あとテーマ的には理解はできるんだけど、バラバラの人種が適当にイェーガーに乗ってることもあって、事前にキャラ付けもされていないので、誰がどのイェーガーに乗っているのかが全くわからない。
だから4vs4の戦闘シーンでも、中と外でそれぞれ何が起きてるかが繋がらず、なにをハラハラすればいいのかが良くわからなかった。

シーンの繋ぎ方が本当に分かりづらくて、原因を描いたシーンの次の瞬間には結果を描くというぶつ切りの連続なので、例えば時間感覚とか、例えば距離感覚みたいなものが作品を通してわかりづらい。
良く言えばテンポがいいんだが、悪く言えば魔が悪く、見づらさの方に振られている。映画というよりCMを挟むテレビシリーズに近く、調べて見たら本当にテレビシリーズ監督だった。

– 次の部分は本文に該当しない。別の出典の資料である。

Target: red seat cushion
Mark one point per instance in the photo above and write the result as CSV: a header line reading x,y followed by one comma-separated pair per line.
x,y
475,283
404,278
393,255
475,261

褒められる点は、前作に比べて昼間の戦闘のシーンが多かったことです。とは言え、戦闘のボリューム感は前よりスケールダウンしてるけど。
あとユニコーンガンダムの像が出て来るところと、トンデモトンキン描写で街中の看板にしっかりと簡体字が使われていたところは思わず拍手しそうになりました。